Start by listing every tool in your stack. This includes CRM systems, email platforms, analytics tools, social media schedulers, and any other software used in your marketing operations. Document each tool’s purpose, usage frequency, and associated costs.

This comprehensive inventory will reveal redundancies and underutilized tools.


2. Categorize Tools by Function

Group your tools into categories such as:

  • Content Creation & Management: CMS platforms, design tools.
  • Lead Generation & Nurturing: Email marketing, landing page builders.
  • Analytics & Reporting: Web analytics, dashboard tools.
  • Customer Relationship Management: CRM systems, customer support platforms.

This categorization helps identify overlapping functionalities and potential areas for consolidation.


3. Define What Success Looks Like

Before you start slashing tools, define what a high-performing martech stack looks like for your business.

Ask:

  • What do we need to do daily, weekly, monthly?
  • Where are we wasting time switching between tools?
  • Which metrics matter most to our team?

Then measure each tool against these outcomes.


4. The “Keep, Kill, Combine” Decision Matrix

Now it’s time to make the tough calls.

Keep

  • Tools that are mission-critical
  • Widely adopted by the team
  • Aligned with your growth goals
  • Offering high ROI or utility

Kill

  • Tools with overlapping features
  • Seldom used or abandoned
  • Poor integrations or UX friction
  • High cost with unclear value

Combine

  • When one tool can replace multiple (e.g., switch to a CRM that includes email + analytics)
  • When integrations create smoother workflows across functions
  • When consolidation cuts cost and boosts data visibility

Don’t forget to loop in your RevOps or IT folks before you pull the plug.


5. Create a Streamlined Workflow Map

Once you’ve trimmed your stack, map your new flow:

  • Where leads enter
  • How data is tracked
  • When handoffs happen between marketing and sales
  • What automations or integrations are triggered

This exercise will spotlight any remaining friction and show you where to optimize further.


6. Train and Document

The most overlooked part? Enablement.

Roll out your lean stack with updated SOPs, short how-to videos, and office hours. Even the best tool is useless if no one knows how (or why) to use it.

Assign ownership: someone should be accountable for maintaining tool hygiene and staying ahead of renewals, updates, and integrations.


7. Review Quarterly

Your martech needs will evolve.

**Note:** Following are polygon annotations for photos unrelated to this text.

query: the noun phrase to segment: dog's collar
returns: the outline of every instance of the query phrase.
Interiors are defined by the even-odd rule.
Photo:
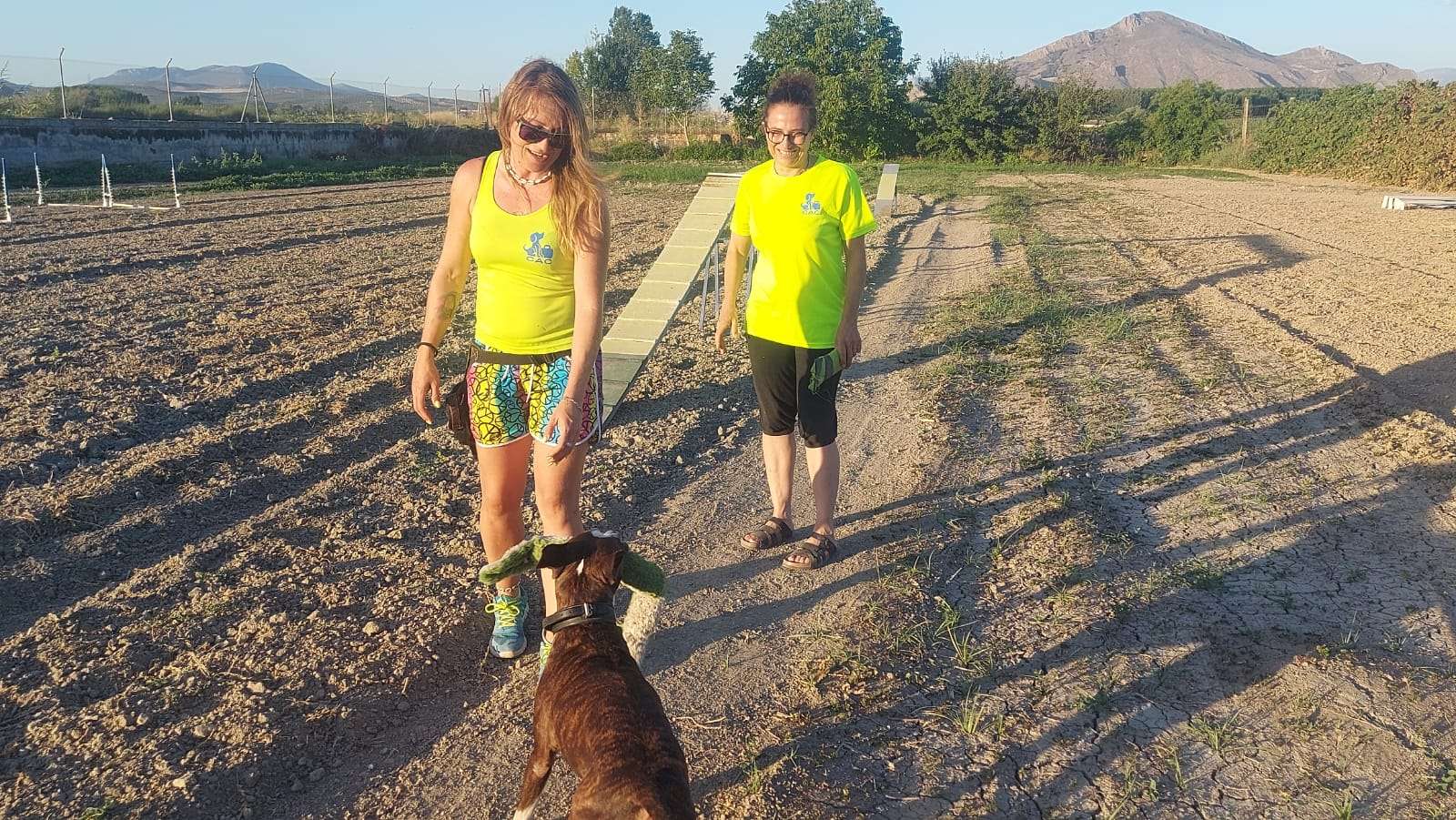
[[[568,606],[566,609],[556,610],[555,615],[542,622],[542,629],[547,632],[561,632],[568,626],[591,622],[617,622],[617,612],[612,607],[612,599],[578,603],[577,606]]]

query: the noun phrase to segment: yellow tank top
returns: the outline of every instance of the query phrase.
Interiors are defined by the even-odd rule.
[[[550,204],[526,216],[495,204],[495,165],[485,159],[470,213],[475,256],[475,338],[505,352],[571,350],[575,256],[556,232]]]

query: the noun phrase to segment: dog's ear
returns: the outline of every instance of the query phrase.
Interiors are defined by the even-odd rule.
[[[550,543],[550,540],[542,537],[523,540],[521,543],[505,551],[505,555],[494,564],[480,568],[480,583],[486,586],[498,584],[511,575],[529,572],[531,567],[536,567],[542,551]]]
[[[652,597],[662,597],[667,591],[662,568],[630,551],[622,553],[622,583]]]
[[[596,551],[597,542],[590,533],[579,535],[566,542],[547,543],[542,549],[540,558],[536,559],[536,568],[556,569],[561,574],[563,567],[571,567]]]

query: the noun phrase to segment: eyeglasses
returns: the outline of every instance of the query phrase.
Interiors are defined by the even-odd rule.
[[[801,146],[804,144],[804,140],[810,138],[808,131],[779,131],[778,128],[766,130],[764,135],[767,135],[769,141],[773,143],[775,146],[778,146],[783,140],[788,140],[789,144]]]
[[[550,146],[553,149],[565,149],[568,144],[571,144],[569,131],[559,131],[559,133],[547,131],[546,128],[542,128],[540,125],[534,125],[524,119],[515,121],[515,134],[520,135],[521,141],[526,143],[527,146],[536,144],[542,140],[550,140]]]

So should your stack.

Set a quarterly review to:

  • Evaluate usage data
  • Check for tool sprawl
  • Align with shifting strategy

Make this a recurring ritual, not a crisis response.


Wrap Up: Lean Stack, High Impact

Most founders and marketing teams don’t have a tech problem—they have a focus problem.

Your martech stack shouldn’t be a badge of complexity. It should be a lean, fast-operating toolkit that drives pipeline and performance.

Keep what works. Kill what doesn’t. Combine where it saves time and money.

Stay focused, stay productive, keep building.